Wednesday: I got a call that Lisa was sick. My backup babysitters (my parents) were obviously not available and I had two meetings that I could not blow off. Homer was unavailable as he was at a banquet receiving an award. I picked up Lisa, waited impatiently for Homer to get home and practically flew back to work and went straight into a meeting. After spending about an hour on the phone that evening with my sister, father and aunt discussing my mom, I got to work on the costumes. At 11:30 I called it quits because I was exhausted.

Thursday: Lisa is fine and back at school. Another late night working on the costumes. I also baked cupcakes and a cake for Maggie’s birthday, put together the loot bags for her party on Saturday and made Rice Krispie Squares for the kids to share with their classes at the Halloween party at school.

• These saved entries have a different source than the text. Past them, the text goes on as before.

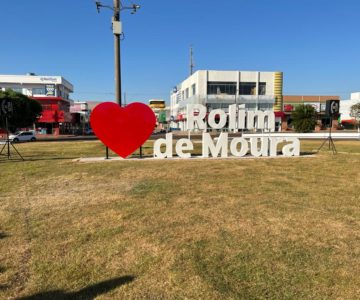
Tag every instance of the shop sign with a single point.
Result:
(50, 90)
(315, 105)
(288, 107)
(125, 129)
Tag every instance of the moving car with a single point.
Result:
(22, 136)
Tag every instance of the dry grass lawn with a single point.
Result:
(286, 228)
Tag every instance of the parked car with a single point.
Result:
(23, 136)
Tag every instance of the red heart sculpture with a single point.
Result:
(123, 129)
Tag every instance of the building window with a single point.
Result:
(193, 87)
(216, 88)
(38, 91)
(17, 90)
(262, 88)
(247, 88)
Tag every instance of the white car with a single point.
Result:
(23, 136)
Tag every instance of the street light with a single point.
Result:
(117, 31)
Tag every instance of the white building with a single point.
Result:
(218, 89)
(37, 86)
(345, 106)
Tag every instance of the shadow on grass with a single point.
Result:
(88, 293)
(35, 158)
(3, 235)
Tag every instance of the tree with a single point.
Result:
(304, 118)
(355, 113)
(25, 110)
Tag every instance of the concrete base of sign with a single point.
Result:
(111, 159)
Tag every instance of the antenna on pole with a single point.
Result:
(191, 60)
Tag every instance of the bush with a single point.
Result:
(304, 118)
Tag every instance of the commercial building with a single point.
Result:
(345, 107)
(251, 90)
(53, 93)
(162, 113)
(318, 102)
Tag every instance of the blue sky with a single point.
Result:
(314, 42)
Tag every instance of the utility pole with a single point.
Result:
(191, 61)
(116, 20)
(117, 31)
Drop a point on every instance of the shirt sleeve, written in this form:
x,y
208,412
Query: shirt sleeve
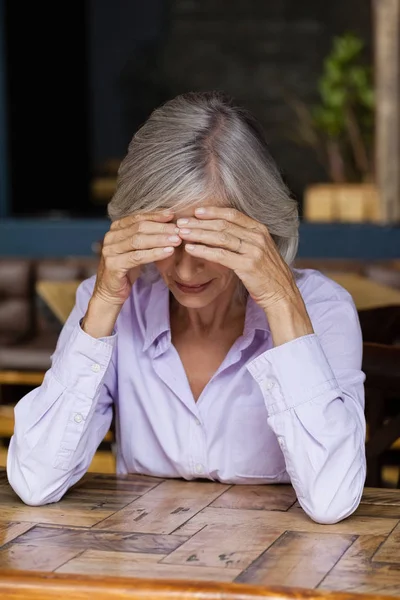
x,y
313,388
59,425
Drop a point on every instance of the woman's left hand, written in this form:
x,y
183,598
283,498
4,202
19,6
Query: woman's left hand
x,y
234,240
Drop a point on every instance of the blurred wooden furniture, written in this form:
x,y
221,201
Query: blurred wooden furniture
x,y
45,586
366,293
386,45
28,328
154,529
381,364
59,296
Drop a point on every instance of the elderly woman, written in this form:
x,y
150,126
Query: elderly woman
x,y
220,361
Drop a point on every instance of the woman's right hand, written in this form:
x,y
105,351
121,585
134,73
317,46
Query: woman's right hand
x,y
131,242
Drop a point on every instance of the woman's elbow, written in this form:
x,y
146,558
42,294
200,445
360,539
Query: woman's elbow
x,y
328,509
25,482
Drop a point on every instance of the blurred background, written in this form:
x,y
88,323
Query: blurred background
x,y
78,79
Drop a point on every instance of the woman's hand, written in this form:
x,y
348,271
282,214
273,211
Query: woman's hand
x,y
236,241
232,239
132,242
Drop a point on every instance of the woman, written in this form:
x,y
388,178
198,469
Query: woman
x,y
220,361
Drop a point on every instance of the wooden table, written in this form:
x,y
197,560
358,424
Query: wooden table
x,y
141,527
59,296
366,293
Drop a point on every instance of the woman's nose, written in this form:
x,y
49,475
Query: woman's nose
x,y
186,266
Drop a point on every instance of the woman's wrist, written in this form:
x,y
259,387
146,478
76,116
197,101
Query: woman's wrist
x,y
288,320
100,318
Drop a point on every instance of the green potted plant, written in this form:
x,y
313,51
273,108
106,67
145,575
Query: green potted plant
x,y
340,128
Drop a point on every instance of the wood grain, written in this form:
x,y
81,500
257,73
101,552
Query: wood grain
x,y
10,531
291,520
257,497
356,572
389,551
44,586
84,539
298,559
31,558
94,562
165,508
217,546
142,527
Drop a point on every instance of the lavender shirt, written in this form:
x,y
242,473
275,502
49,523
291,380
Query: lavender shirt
x,y
294,413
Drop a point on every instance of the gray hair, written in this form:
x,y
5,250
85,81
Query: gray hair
x,y
200,146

Friday: Maggie turns 5! I took the day off work and spent the morning with my little peanut. We had a donut and coffee/hot chocolate, went shopping for some birthday clothes, quickly changed her into her costume and then went out for lunch. I dropped Maggie off at school and then hung around so I could help the other two with their costumes. I watched the Halloween parade, then came home to frost her birthday cake. Went back for the kids and helped them out of their costumes. We carved three pumpkins, then changed into nice clothes for dinner at a restaurant. After dinner we went on a pumpkin hike (a hike through the woods in the dark with only jack-o-lanterns lighting the way). Back at home we sang Happy Birthday, ate cake and sent the kids off to bed. I tried to make Maggie her castle cake (I totally cheated by making is castle-ish, but the birthday girl was happy, so that's all that counts).
Castle(ish) Cupcakes

Meow Birthday Girl!

Saturday: The girls had their dance classes until 11:30 and Maggie’s party started at 12:00. At 2:00 the party was over and we rushed home to get in costume (again) for my niece’s birthday party (she’s 2!) We were home by 9:00 and the kids went straight to bed.
My adorable and adored niece

Sunday: I woke up and did 5 loads of wash. I made breakfast for the kids and then headed out to the grocery store. After putting the groceries away, I took the wet clothes to the Laundromat (our dryer is broken). I came home and drove Lisa to a birthday party. While she was at the party, the rest of us tried to put the house back together after a very busy week. I picked Lisa up, then prepared our traditional Halloween meal of Mummy Dogs, French fries and salad. We got the kids in costume for a final time and then went out in the freezing cold night to beg for candy from strangers.

Everyone in costume - looking a little more plump than usual, thanks to lots of warm layers

So, illness, birthdays and Halloween totally shaped my week last week. I’m more than a little tired and overwhelmed, but I’m so relieved that everyone is doing well and a good time was had by all.